Buffalo Mayor Byron Brown gave Cuomo credit for moving the idea forward but said there are other priorities in the City of Buffalo such as tackling poverty, unemployment, health disparities, and more.
"There are different opinions about the Skyway," Brown said. "Some thing its critical for it to come down quickly. Others, not so much. The governor has taken the position that he would like to put things in the position where the Skyway can come down and the reuse of it will be even better for the Buffalo and Western New York community."
South District Councilman Chris Scanlon said the city will clearly have some say on the Skyway's future but echoed Brown's comments that the city will likely not put all its eggs in one basket.
"We have too many other things taking place with all the momentum the city has seen in the past few years," Scanlon said.
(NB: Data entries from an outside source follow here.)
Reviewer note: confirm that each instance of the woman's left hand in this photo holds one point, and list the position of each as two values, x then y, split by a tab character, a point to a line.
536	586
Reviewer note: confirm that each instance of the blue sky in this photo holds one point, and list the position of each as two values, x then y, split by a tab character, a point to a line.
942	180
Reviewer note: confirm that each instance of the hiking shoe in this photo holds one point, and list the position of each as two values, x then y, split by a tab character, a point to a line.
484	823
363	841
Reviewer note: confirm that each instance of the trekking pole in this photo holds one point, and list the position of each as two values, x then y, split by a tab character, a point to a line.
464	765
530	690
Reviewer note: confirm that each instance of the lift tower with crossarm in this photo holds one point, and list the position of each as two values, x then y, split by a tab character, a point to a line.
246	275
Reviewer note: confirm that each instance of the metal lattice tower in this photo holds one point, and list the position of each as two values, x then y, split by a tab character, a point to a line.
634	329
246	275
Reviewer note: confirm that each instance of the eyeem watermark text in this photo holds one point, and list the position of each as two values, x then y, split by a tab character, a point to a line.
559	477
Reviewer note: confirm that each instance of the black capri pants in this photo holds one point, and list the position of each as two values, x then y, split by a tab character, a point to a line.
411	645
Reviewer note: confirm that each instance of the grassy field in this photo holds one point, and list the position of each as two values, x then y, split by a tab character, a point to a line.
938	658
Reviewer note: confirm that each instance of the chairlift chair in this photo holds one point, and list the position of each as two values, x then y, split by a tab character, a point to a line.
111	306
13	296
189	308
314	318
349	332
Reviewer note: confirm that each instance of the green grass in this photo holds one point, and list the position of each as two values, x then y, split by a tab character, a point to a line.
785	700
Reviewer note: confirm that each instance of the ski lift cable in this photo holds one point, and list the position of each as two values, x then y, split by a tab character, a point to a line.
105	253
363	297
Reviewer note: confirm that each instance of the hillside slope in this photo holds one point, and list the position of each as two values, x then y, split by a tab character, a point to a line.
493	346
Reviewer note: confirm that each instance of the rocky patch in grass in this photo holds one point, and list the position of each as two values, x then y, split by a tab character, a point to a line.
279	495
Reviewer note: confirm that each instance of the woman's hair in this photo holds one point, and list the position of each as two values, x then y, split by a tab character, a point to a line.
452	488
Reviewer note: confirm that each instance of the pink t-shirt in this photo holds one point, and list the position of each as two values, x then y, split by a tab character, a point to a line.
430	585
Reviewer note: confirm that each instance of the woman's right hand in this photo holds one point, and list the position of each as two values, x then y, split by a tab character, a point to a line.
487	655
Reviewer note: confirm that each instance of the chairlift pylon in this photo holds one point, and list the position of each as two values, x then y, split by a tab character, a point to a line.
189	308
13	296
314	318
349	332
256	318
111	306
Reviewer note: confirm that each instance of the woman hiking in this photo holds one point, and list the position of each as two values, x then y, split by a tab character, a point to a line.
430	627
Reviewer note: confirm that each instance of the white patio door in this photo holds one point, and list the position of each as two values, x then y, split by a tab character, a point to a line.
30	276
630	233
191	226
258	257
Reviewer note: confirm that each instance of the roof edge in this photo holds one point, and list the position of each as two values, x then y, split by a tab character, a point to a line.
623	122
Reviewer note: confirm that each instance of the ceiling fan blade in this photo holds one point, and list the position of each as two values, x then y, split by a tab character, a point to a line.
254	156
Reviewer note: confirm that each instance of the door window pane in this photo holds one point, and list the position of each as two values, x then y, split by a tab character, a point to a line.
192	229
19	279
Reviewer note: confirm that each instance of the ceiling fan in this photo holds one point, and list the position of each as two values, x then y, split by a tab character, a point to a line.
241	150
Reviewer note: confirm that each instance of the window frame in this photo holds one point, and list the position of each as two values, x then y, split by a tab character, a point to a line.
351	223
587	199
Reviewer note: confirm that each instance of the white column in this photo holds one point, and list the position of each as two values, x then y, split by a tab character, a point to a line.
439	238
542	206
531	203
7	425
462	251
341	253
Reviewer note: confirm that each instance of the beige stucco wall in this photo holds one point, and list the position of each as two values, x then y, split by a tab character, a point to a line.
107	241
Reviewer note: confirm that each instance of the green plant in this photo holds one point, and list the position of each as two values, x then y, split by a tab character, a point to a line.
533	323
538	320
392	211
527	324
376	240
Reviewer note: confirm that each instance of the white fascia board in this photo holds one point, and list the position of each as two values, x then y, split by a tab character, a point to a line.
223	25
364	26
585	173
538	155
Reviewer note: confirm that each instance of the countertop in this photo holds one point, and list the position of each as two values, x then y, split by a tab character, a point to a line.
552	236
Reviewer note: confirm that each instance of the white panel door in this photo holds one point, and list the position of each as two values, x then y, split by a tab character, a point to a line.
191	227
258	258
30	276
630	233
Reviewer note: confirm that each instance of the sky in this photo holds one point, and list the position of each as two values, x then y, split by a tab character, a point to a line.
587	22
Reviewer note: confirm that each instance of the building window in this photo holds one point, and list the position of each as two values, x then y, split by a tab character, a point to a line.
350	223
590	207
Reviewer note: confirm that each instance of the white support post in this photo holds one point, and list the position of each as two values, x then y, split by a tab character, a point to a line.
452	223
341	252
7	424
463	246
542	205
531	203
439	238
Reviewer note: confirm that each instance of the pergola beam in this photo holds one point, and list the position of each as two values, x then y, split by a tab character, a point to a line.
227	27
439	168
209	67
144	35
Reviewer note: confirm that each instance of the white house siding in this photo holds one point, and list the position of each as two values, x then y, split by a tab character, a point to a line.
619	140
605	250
The Skyway soars over Canalside and any progress made on the Skyway will have some impact there. Erie Canal Harbor Development Corporation President Steve Ranalli said that if there no bridge there, it will help imagine what Canalside could be at its full potential.
"We've planned around the Skyway to this point," Ranalli said. "I think that Canalside has been moving forward in slow but steady steps and we certainly have a lot of development planned to open this year and more to get started. It's not a detriment to the project but if it were to come down, there would be up to 12 acres of land on the inner harbor side of things that would open up or be more easily developed in the long run. I think that's a positive thing."
The good news for Canalside is that the Skyway only impacts about one-quarter of the land that the popular area encompasses. Ranalli said none of the upcoming projects like Heritage Point or the mixed-use development on the North Aud Block will be impacted by what happens on the Skyway. Land near the Skyway could close down if the Skyway is torn down, but Ranalli said it's a short-term interruption that would be outweighed by the long-term gains.